Je fus surprise, ça la fit sourire
"Bin quoi, reprit-elle, c'est toi là, c'est normal qu'il te revienne."
Mon visage devint une véritable forge et le sourire de Mathilde s'agrandit encore, découvrant ses dents blanches et droites.
" T'es D.P. toi?
- N... Non, bredouillais-je, je ne suis pas demi pensionnaire, et toi?
- Externe aussi mais j'ai des tickets, parfois j'aime bien rester ici, quand je bosse sur un dessin.
- Ah, c'est vraiment ta passion alors.... Tu dessines super bien!
- Pas assez pour les A.A. Me dit-elle.
- Les A.A.?
- Arts Appliqués. J'ai été refoulée.
- Par un jury qui n'avait pas de goût alors.
- L'art n'a de sens que celui qu'on lui donne."

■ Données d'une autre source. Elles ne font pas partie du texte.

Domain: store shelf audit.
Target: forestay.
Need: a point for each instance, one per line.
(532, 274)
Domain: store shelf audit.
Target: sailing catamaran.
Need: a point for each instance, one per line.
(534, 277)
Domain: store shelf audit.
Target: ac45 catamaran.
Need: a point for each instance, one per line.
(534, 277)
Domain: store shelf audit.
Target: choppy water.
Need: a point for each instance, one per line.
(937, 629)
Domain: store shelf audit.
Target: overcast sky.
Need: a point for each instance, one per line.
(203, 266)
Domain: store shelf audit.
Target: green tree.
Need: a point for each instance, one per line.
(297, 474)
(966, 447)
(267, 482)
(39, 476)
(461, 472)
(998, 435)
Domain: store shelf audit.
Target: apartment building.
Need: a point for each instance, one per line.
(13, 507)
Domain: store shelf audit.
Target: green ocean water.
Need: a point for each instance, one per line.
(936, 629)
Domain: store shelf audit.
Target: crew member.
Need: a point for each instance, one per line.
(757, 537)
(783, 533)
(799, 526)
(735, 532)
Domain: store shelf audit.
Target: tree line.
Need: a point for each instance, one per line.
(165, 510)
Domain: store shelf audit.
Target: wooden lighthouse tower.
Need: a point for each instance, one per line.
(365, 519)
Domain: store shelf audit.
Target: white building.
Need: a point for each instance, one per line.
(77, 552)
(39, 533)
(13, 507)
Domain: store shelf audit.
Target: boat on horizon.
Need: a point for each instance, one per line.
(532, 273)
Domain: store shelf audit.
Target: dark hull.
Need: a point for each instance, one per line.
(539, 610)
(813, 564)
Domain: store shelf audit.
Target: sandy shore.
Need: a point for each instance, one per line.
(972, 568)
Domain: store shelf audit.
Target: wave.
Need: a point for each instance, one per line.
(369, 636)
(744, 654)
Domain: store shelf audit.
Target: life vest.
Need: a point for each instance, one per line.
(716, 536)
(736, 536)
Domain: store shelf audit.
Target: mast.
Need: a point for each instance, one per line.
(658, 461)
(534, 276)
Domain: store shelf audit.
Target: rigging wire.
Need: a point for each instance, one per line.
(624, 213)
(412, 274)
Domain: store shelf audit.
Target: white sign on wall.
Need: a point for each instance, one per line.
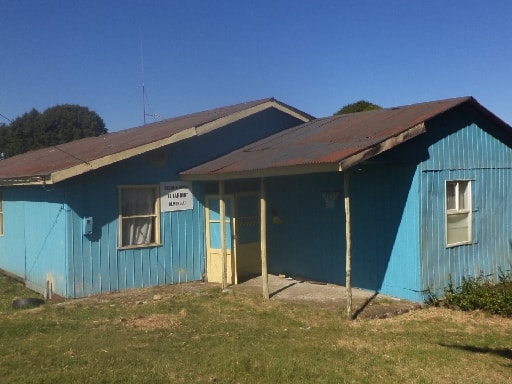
(176, 196)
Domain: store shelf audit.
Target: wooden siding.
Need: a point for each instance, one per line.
(385, 234)
(470, 149)
(44, 238)
(310, 241)
(33, 246)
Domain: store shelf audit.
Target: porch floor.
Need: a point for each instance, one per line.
(365, 304)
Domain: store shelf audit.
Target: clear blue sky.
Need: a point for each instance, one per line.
(314, 55)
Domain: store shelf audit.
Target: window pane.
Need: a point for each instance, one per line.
(450, 196)
(138, 201)
(457, 227)
(138, 231)
(463, 195)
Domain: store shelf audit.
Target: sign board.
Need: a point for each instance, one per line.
(176, 196)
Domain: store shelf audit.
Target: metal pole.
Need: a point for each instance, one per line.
(222, 208)
(348, 237)
(263, 240)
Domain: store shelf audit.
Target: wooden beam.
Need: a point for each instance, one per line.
(263, 237)
(222, 209)
(348, 247)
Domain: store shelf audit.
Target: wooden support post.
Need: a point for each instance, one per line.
(222, 209)
(348, 237)
(263, 238)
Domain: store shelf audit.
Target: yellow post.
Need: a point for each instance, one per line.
(263, 239)
(222, 209)
(348, 237)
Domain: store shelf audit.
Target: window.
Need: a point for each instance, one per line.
(458, 212)
(139, 216)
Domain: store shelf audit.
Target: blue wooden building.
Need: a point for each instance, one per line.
(109, 213)
(428, 185)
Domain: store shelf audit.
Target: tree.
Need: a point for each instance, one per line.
(56, 125)
(358, 106)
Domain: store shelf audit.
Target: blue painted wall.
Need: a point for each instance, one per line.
(398, 213)
(464, 145)
(310, 241)
(44, 227)
(33, 246)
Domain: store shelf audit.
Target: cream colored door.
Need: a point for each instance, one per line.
(213, 240)
(248, 245)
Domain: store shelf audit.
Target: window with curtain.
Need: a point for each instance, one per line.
(458, 212)
(139, 216)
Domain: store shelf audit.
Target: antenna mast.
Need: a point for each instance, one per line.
(144, 96)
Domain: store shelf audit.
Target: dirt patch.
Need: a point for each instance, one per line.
(365, 304)
(152, 322)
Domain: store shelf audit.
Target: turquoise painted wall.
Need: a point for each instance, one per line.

Nous relevâmes la tête toutes les deux, je pensais que nous discutions entre nous, nous avions oubliées notre professeur de maths, c'était le cas pour ma part, mais elle était bien là, admirant elle aussi le dessin de Mathilde.
"Mais il est vrai que tu as du talent , reprit-elle. Dommage que tu ne sois pas aussi douée pour l'algèbre. "
Elle rit et se remit à la correction de ses copies, ma camarade eut un léger sourire alors que moi, je restais fixée sur le dessin, sur la fille qui était censée me représenter.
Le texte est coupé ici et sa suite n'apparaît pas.